JimmXinu / FanFicFare

FanFicFare is a tool for making eBooks from stories on fanfiction and other web sites.
Other
758 stars 162 forks source link

Reduce polling for XF (SpaceBattles/SufficientVelocity/etc) sites #222

Closed Xon closed 7 years ago

Xon commented 7 years ago

I've had a case of someone using FFF to hit the SpaceBattles some ~30000 times a day for updates.

It looks like you aren't caching HTTP redirects from the thread id to the 'canonical' url, and it looks possible that your app can send multiple simultaneous requests for the same content.

It appears to be the same content being requested in a tight loop, over an over again. SpaceBattles's loadbalancer health checks hit a vastly cheaper monitoring point less times per day.

I'm aware you can't enforce this on the user's of your software, or even force people to update, but some sane defaults or warnings about being overly aggressive would be appreciated.

JimmXinu commented 7 years ago

I agree; that level of traffic from a single user is unreasonable.

I don't cache HTTP redirects because the 'canonical' URL can change. I'm open to suggestions if there's a better way.
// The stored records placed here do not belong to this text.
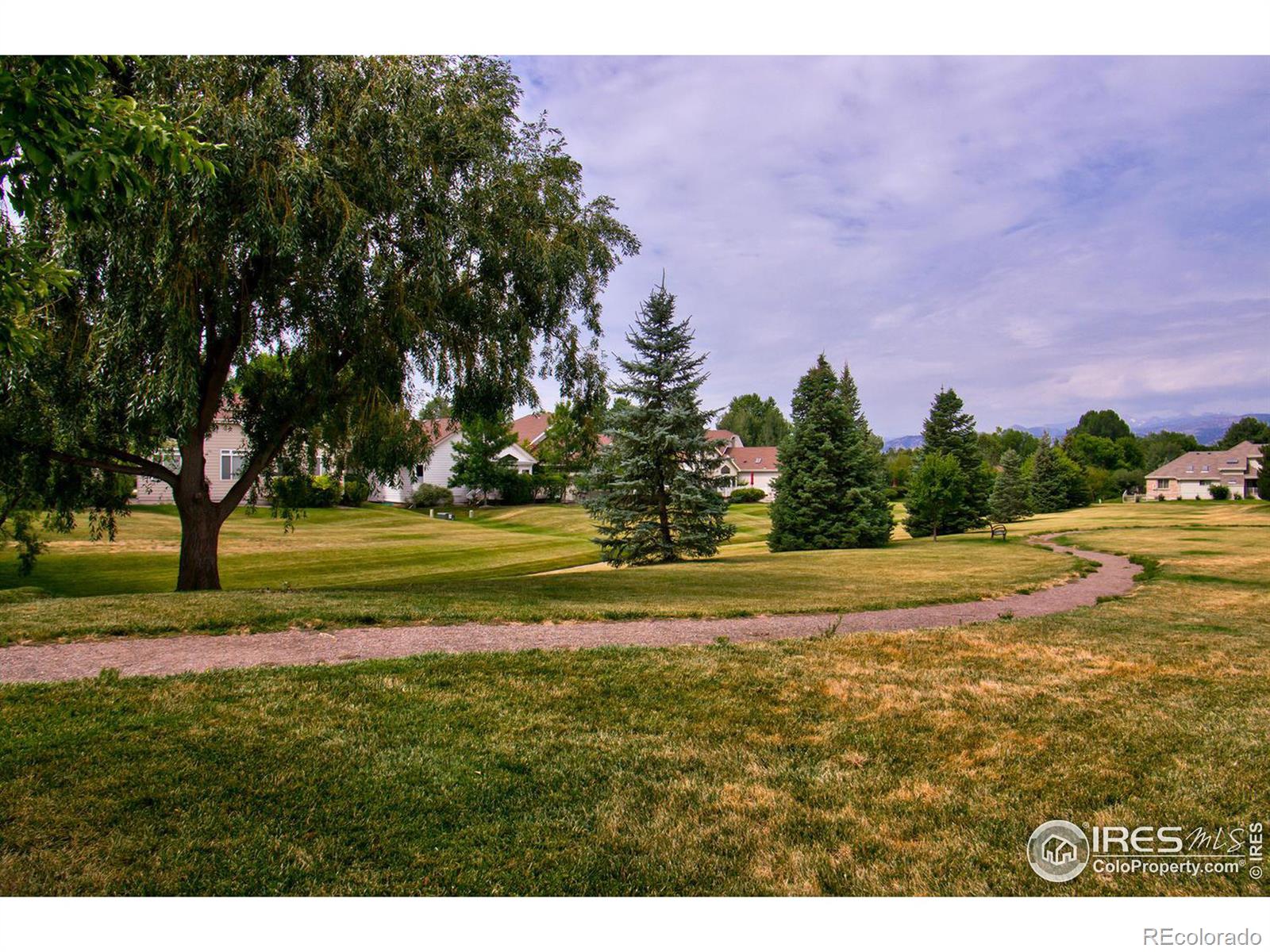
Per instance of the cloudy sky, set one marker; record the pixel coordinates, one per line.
(1045, 235)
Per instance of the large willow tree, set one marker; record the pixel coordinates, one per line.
(378, 225)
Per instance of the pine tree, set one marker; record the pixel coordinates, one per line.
(831, 492)
(1009, 499)
(950, 431)
(865, 474)
(658, 486)
(478, 463)
(937, 494)
(1048, 486)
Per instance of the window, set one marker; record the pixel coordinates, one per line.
(232, 463)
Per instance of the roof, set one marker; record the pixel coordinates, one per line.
(753, 459)
(530, 429)
(1233, 460)
(440, 428)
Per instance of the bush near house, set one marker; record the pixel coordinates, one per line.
(356, 492)
(427, 495)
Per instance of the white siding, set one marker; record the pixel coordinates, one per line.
(225, 438)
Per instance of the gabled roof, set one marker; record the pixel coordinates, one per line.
(753, 459)
(1218, 461)
(531, 429)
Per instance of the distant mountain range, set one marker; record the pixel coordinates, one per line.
(1206, 428)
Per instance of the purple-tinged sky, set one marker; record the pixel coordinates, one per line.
(1045, 235)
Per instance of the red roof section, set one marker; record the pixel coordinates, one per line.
(753, 459)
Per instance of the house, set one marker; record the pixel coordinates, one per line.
(747, 466)
(444, 435)
(224, 457)
(1191, 475)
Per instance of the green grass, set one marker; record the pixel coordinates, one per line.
(884, 765)
(370, 566)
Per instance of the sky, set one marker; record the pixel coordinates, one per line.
(1043, 235)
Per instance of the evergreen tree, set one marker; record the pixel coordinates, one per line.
(1009, 501)
(937, 495)
(759, 423)
(478, 455)
(950, 431)
(658, 486)
(831, 492)
(1056, 480)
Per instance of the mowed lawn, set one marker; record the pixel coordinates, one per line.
(380, 565)
(891, 763)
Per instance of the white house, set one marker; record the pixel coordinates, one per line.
(1191, 475)
(747, 466)
(444, 433)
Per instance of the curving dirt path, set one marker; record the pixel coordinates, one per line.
(205, 653)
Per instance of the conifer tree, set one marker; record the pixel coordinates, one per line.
(658, 486)
(478, 463)
(1009, 501)
(831, 492)
(950, 431)
(1048, 486)
(937, 494)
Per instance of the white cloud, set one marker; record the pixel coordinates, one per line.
(1045, 235)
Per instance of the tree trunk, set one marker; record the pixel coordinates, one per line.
(200, 539)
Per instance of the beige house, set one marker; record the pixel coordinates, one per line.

It shouldn't be sending multiple requests for the same content--unless it's coming from different users on the same system (eg, the FFF web service), or possibly different URLs that redirect to the same URL. I can investigate that in more detail if you can provide a concrete example.

FFF specifically does not do automated polling for updates. And FFF internally caches pages it's already fetched in any run. But there are users who have modified or wrapped it for their own purposes.

My usual approach is to put a setting in the default configuration to put some sleeps between fetches. Some sites I also put in hard coded sleeps. (I don't have sleeps between fetch and redirect fetch because those are handled inside a library.) I will put some delays in the next version.

Xon commented 7 years ago

The feedback I got from the user after being notified was:

there was a script that was erroneously restarting itself after failing attempts to download posts in story-threads.

Is there any re-try logic that could cause this? (or re-try with a little buggy logic, it happens).

I don't cache HTTP redirects because the 'canonical' URL can change. I'm open to suggestions if there's a better way.

My suggestion is to just store the URL you get redirected to (assuming it is a valid thread). The actual thread-id (ie the number after the '.', is what matters). The human-ish readable name is literally there to look pretty, and relatively rarely changes.

There are cases where a thread can be a 'redirect' which all it does is push you to a different thread id, and you should permanently move to that new thread as by-default these redirect-threads will expire.

JimmXinu commented 7 years ago

Changes made to use 'canonical' URLs to reduce redirects and a couple others to reduce base_xenforo fetches.